Example 10-1. Application of IRC Section 631(a) to Christmas Trees.
You are a calendar year taxpayer who established 5 Christmas tree plantations in 5 successive years, each comprising 10 acres and each containing 12,000 trees of a fast growing pine species. Two-year-old nursery stock was used, so the trees in the first plantation are now older than the minimum age (more than 6 years) required to qualify as timber under IRC section 631(a).
You spent $1,210 to establish the first plantation. Later, you incurred $1,060 in capital costs, representing (1) certain carrying charges you had elected to capitalize, and (2) the cost of replanting lost trees. The adjusted basis directly before the first cutting in November of that year thus amounted to $2,270 ($1,210 + $1,060).

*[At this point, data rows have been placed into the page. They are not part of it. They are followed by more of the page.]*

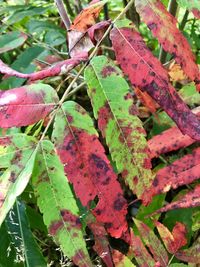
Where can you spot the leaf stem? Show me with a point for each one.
(172, 8)
(63, 13)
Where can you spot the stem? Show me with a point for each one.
(184, 20)
(63, 14)
(65, 95)
(172, 8)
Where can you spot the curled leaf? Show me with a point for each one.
(26, 105)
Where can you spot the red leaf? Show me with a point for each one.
(26, 105)
(88, 168)
(58, 69)
(175, 240)
(146, 72)
(191, 199)
(181, 172)
(146, 100)
(101, 246)
(163, 26)
(191, 254)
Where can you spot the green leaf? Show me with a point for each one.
(58, 205)
(17, 155)
(11, 40)
(117, 120)
(22, 237)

An inventory showed that 11,000 well-formed trees were now present. Of these, 6,000 were of sizes to be cut this year and 5,000 were to be left for further growth. A depletion unit of $0.21 per tree was derived by dividing the $2,270 adjusted basis by the 11,000 trees.
You cut the 6,000 salable trees yourself and delivered them to a wholesaler. You received $4.30 per tree from the wholesaler. The total cost to you for cutting and delivering the trees was $1,800. You elect on your tax return to treat the cutting of the trees as a sale under section 631(a).

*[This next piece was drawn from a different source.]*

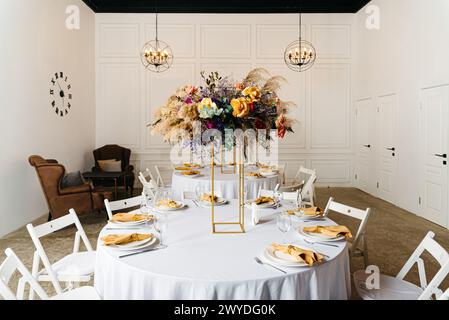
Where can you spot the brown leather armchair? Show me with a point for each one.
(116, 152)
(82, 198)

The value on January 1 can be estimated by discounting the value when cut for 10 months as follows. Assume the trees were worth $3.60 each on November 1 when cut and that the applicable local interest rate (i) is 6 percent.
Value / [1 + (i ÷ 12)]10
$3.60 per tree [1 + (0.06 ÷ 12)]10 = $3.42 per tree
You determine your taxable gain as follows:
Gain from cutting:
| 6,000 trees cut with an estimated fair market value of $3.42 per tree as of January 1 | $20,520 |
| Less depletion allowance of $0.21 per tree | -1,260 |
| Gain on timber (taxed as IRC Section 1231 gain) | $19,260 |
Income on sale of trees:
| 6,000 trees sold for $4.30 per tree | $25,800 |
| Less fair market value of the trees sold (Jan. 1 value of $3.42 per tree) | -20,520 |
| Less cost of cutting and delivery | -1,800 |
| Income from harvesting and delivering (taxed as ordinary income) | $ 3,480 |
Example 10-2
If you had not harvested the trees but had entered into a cutting contract with a jobber you would calculate the gain as follows:
| 6000 trees sold for S3.60 per tree | $21,600 |
| Less depletion allowance of $0.21 per tree | - 1,260 |
| Less expenses for administering cutting contract | - 120 |
| Income | $20,220 |
If the cutting contract qualified as a disposal under the provisions of IRC section 631(b), the $20,220 would be reported as a capital gain. Otherwise, it would be reported as ordinary income.
Choose and Cut Operations
“Choose and cut” Christmas tree sales typically do not qualify for capital gain treatment under IRC section 631(b) (see the summary of Rev. Rul. 77-229, appendix A). In this type of operation, the grower usually provides a saw to the customer who proceeds to choose and cut his or her own tree. The customer then pays a previously agreed-upon price and takes ownership of the tree. Under these circumstances, buyers do not have a contract right to cut the tree as required under section 631(b). They may choose not to cut and purchase a tree at all, at their election. Such sales are of “cut timber” because the buyer never acquires title to or a contract right to cut any tree. The buyer in effect, acts as the agent of the grower in cutting the tree and purchases a cut Christmas tree.
Although it may be possible for you to establish an onsite sales procedure to meet the IRC section 631(b) requirements, the process probably would not be worth the trouble. Choose-and-cut operators who want capital gain treatment should elect to treat the cutting as a sale under IRC section 631(a).